Speech The Growth of Asia and Some Implications for Australia

Good afternoon. It is a pleasure to be here today.

As you all know, the past 18 months have been extremely challenging. Late last year, extreme risk aversion swept the world. Global capital markets virtually shut down and confidence in many financial institutions was shaken to its core. Global industrial production collapsed, as did world trade. The result of all this has been the worst global recession since the early 1930s.

Yet, despite this incredibly difficult backdrop, the Australian economy has been surprisingly resilient. Amongst the main developed countries, Australia is the only one that has not recorded a negative year-ended growth rate during the global downturn. It is also the only one which has not recorded a drop in its export volumes.

There are a number of reasons for this relatively good performance, which I think are now pretty well understood. The timely and large adjustments to both monetary and fiscal policy have been important. So too has the healthy state of the banking system. The depreciation of the currency over the second half of last year was also a factor.
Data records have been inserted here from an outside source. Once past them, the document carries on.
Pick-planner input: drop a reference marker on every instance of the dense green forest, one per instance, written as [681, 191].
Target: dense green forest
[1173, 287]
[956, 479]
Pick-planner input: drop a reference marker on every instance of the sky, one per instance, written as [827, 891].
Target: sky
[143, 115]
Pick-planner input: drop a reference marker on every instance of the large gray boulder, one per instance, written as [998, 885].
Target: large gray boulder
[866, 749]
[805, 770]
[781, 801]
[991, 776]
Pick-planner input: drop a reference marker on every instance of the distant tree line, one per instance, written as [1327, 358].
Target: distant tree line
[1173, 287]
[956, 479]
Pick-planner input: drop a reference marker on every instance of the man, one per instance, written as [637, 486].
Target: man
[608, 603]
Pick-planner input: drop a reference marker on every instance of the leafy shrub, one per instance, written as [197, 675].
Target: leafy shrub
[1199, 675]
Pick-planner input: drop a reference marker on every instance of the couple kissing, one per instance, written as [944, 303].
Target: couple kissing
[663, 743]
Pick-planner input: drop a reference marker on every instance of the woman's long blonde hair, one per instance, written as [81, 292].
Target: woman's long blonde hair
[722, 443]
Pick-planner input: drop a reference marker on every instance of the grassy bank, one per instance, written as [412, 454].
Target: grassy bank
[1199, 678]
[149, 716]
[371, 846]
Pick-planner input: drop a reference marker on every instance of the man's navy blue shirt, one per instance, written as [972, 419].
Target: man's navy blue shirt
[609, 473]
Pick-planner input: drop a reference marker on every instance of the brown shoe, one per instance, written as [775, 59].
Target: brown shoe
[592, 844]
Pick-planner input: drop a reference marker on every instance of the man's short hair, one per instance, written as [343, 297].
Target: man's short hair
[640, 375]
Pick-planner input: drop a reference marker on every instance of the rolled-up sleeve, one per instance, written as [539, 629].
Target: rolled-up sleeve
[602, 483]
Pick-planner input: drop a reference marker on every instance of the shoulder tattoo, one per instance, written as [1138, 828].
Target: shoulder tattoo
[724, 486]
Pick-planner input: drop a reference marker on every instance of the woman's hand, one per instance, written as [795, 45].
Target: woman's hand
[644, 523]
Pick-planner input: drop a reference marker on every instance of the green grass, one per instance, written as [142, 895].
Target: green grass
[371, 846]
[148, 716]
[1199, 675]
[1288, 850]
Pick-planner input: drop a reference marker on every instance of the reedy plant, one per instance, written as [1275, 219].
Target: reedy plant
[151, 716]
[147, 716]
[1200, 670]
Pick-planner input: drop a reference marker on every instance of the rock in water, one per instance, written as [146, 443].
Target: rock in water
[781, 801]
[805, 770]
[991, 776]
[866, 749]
And last, but not least, Australia's trade links with Asia, and in particular China, have been an important factor.

Rather than going over this ground again this afternoon, I would like to lift my gaze beyond the immediate outlook for the economy and interest rates to focus on a medium-term structural issue. While it is always a bit treacherous doing this, given the very large uncertainties involved, it is important to do so if we are to plan for the future.

My central theme is that there are reasonable grounds for optimism about the prospects for the Australian economy over the decade ahead. There are a number of reasons for this, but the one that I would like to discuss today is our growing trade links with Asia.

Over the past decade or so, there has been a significant shift in economic weight away from the advanced economies to those in the emerging world, especially those in Asia. This shift has recently picked up pace, with many of the advanced economies weighed down by the problems in their financial systems. And importantly for Australia, this shift has much further to run and is likely to have a profound effect on our medium-term prospects and the structure of our economy. In my time today, I would like to touch on some of these changes.

The Shift of Economic Weight to Asia

First, it is useful to begin with a few facts and figures.

If we go back to 1990, the countries of east Asia, excluding Japan, accounted for around 7 per cent of global GDP at market exchange rates. Just 20 years later, this figure has more than doubled to almost 15 per cent (Graph 1). Over these two decades, growth in east Asia has averaged 7 per cent a year, compared with just 2 per cent for the G7 group of countries. Growth has been strongest in China, with the level of Chinese real GDP increasing almost six-fold since 1990. India has also recorded strong growth, especially over recent years, with the level of Indian real GDP tripling since 1990. By comparison, European and US real GDP have increased by only around 50 per cent over the same period (Graph 2).

Graph 1
Graph 1: Asia - Share of World GDP
Graph 2
Graph 2: Real GDP

The figures for industrial production are starker still, particularly for China. In 1990, China accounted for just 2 per cent of global industrial production; today the figure is around 13 per cent. Industrial production has also expanded quickly in India, with growth averaging 8 per cent over recent years.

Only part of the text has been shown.